In Soviet times the valley was known as 'milk valley' due to the herds of dairy cattle grazing here as part of a large butter and cheese works situated near the San Tash pass.
To the south of San-Tash lies the Jergalansky canyon, with its dramatically layered rocks, and the Tyup State Zoological Reserve. Further east, just 3km short of the border at Basbarin, are more burial mounds from between the 7th and 1st centuries BC :, and the remains of a medieval castle that would have guarded this section of the Silk Road.
There is no public transport through the valley so you will need to hitch from Tyup (which is served by the Bishkek buses), hire a car and driver from a travel agency or, for a fraction of the price, negotiate a deal directly with a taxi driver. The round trip via Novovosnosenovka, prettier though rougher than the main road, is about 150 kilometres.
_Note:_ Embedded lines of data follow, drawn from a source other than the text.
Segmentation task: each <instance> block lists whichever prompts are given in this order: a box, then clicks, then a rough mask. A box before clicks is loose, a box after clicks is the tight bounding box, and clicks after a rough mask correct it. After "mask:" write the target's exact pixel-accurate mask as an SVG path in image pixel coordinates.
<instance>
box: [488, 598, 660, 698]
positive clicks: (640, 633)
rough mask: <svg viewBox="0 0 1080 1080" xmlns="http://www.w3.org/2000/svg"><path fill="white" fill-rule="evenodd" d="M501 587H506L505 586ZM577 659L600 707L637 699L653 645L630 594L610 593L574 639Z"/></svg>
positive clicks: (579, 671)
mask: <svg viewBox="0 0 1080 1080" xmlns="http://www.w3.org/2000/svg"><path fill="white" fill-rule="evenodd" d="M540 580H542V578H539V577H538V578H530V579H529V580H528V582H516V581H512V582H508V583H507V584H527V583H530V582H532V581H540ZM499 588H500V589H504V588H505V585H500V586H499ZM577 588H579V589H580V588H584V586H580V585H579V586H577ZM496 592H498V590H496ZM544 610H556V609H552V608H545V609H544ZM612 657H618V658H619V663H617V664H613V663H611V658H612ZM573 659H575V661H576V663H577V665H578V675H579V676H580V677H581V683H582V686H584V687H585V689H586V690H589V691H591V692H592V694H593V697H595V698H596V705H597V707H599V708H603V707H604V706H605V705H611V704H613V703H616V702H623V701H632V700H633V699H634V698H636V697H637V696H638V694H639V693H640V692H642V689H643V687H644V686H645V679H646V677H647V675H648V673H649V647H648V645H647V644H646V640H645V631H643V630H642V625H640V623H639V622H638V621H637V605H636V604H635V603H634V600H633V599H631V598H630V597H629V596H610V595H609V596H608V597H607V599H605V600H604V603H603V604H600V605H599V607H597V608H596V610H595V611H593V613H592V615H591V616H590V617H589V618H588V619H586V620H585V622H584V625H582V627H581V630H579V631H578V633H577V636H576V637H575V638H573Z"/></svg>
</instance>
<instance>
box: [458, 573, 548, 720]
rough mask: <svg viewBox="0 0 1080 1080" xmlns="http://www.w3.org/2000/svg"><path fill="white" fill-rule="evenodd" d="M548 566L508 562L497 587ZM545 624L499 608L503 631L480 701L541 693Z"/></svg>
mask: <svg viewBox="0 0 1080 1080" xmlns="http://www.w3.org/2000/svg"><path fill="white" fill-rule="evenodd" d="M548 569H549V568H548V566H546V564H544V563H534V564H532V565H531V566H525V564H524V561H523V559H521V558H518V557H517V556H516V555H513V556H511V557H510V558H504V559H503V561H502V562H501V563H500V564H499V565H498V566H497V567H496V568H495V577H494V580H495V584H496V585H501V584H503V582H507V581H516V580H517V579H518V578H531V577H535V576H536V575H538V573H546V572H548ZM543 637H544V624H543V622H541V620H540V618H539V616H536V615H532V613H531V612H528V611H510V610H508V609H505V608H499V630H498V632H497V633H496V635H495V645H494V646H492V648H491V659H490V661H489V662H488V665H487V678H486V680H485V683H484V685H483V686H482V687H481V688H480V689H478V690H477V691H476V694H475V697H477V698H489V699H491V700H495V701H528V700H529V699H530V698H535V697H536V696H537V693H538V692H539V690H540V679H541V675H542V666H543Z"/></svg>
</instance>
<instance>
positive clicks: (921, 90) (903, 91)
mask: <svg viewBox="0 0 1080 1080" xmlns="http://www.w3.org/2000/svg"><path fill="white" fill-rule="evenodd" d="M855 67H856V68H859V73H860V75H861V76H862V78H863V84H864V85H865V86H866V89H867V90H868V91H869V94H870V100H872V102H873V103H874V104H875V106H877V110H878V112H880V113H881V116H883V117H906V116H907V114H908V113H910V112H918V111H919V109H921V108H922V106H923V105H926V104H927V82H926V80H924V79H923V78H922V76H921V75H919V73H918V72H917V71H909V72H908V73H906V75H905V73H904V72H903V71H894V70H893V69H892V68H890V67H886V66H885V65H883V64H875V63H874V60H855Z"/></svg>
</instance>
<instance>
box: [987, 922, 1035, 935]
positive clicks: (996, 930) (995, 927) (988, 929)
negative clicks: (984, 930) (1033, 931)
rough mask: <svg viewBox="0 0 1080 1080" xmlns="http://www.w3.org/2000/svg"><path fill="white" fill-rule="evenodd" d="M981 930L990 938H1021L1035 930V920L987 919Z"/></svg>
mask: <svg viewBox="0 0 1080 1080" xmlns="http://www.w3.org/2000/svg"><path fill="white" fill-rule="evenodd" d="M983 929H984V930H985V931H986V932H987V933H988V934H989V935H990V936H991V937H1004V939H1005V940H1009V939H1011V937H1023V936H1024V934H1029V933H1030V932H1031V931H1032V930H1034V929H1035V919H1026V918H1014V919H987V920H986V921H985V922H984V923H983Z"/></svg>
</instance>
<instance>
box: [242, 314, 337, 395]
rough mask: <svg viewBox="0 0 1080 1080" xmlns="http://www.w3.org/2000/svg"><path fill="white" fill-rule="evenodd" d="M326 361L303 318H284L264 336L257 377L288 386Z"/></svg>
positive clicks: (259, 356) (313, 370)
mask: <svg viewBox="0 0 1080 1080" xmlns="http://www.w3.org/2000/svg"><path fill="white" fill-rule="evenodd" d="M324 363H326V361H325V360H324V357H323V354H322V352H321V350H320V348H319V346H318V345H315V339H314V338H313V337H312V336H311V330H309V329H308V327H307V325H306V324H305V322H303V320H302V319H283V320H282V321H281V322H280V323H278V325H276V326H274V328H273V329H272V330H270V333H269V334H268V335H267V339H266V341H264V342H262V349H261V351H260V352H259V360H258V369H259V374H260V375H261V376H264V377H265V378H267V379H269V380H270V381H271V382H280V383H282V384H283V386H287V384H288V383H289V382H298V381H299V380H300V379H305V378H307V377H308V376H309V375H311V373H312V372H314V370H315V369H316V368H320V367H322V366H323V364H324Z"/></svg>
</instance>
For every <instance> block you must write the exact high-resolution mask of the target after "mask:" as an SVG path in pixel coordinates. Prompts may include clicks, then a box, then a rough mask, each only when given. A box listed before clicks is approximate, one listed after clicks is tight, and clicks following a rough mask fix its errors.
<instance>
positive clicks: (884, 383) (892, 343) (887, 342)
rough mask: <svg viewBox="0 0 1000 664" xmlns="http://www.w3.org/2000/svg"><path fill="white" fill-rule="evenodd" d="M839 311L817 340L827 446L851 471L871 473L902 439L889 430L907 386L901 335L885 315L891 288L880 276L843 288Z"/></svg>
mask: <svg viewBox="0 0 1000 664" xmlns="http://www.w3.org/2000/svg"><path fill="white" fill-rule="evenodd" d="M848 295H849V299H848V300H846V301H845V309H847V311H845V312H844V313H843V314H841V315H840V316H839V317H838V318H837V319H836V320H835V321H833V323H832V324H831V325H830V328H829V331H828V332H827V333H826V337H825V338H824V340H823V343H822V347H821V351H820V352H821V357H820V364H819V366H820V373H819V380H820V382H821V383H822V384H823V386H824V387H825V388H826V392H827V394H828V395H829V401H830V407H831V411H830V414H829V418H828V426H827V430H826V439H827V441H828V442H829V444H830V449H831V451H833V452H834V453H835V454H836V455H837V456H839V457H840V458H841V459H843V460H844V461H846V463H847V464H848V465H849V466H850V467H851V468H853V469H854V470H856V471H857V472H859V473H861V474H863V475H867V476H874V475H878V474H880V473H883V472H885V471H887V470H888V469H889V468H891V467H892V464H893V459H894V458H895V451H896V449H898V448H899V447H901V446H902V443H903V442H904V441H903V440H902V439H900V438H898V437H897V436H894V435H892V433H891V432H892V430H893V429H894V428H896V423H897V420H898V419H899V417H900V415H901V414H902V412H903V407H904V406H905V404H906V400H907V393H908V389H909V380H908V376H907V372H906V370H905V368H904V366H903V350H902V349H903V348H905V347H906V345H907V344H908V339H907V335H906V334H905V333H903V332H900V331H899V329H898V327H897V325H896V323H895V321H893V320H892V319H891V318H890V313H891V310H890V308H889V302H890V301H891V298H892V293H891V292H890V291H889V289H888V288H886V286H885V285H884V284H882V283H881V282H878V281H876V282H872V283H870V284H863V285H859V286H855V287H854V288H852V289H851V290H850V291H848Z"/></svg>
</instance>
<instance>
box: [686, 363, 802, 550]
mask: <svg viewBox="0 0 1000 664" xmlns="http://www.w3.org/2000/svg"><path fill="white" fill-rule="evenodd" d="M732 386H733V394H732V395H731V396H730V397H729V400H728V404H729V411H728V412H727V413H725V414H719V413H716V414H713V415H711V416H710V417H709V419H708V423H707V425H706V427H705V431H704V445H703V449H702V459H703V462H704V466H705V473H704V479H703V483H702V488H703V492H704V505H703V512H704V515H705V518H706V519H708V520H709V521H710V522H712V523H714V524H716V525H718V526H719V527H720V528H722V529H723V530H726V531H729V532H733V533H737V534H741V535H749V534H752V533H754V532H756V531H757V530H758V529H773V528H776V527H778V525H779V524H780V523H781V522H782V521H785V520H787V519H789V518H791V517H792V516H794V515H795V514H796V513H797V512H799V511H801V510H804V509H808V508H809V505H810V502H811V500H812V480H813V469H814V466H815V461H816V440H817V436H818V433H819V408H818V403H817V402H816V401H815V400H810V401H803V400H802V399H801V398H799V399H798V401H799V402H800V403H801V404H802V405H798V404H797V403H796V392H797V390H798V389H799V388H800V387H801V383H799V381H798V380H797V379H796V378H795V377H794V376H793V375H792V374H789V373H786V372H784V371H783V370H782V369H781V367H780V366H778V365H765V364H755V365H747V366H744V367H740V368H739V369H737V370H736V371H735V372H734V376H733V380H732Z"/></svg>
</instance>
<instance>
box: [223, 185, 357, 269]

Getting There & Away - The Karkara Valley is about 50km east of Tup or 80 much prettier but rougher kilometres from Karakol via Novovoznesenovka. Ask for pamyatnik San-Tash (San-Tash Monument), located 1km from San Tash village, 19km from the Kazakhstan border. A derelict bus runs from Karakol’s Ak-Tilek Bazaar to San-Tash via Tup at 1.30pm. It returns the following morning. There are daily buses to Kyzyl Jar (former Sovietskoe) or on to the mining town of Jyrgalang (Russians call it Jergalan shakhta, which means ‘mine’); you might try hitching from Kyzyl Jar.
The Karkara (Karkyra) River forms the modern Kyrgyzstan–Kazakhstan border through part of the valley and this makes an interesting route to or from Kazakhstan. If you are headed to Kazakhstan make sure you get a border stamp, even if it means waiting some time. You will of course need valid visas for both republics. There’s no cross-border public transport. Coming from the Kazakhstan side, you can get a Kegen, Saryzhaz or Narynkol bus from Almaty and get off at Kegen, from where it’s a difficult 28km hitch south to the border itself. A taxi from Karakol to Almaty via Kegen takes about seven hours and costs around US$150, including car customs fees.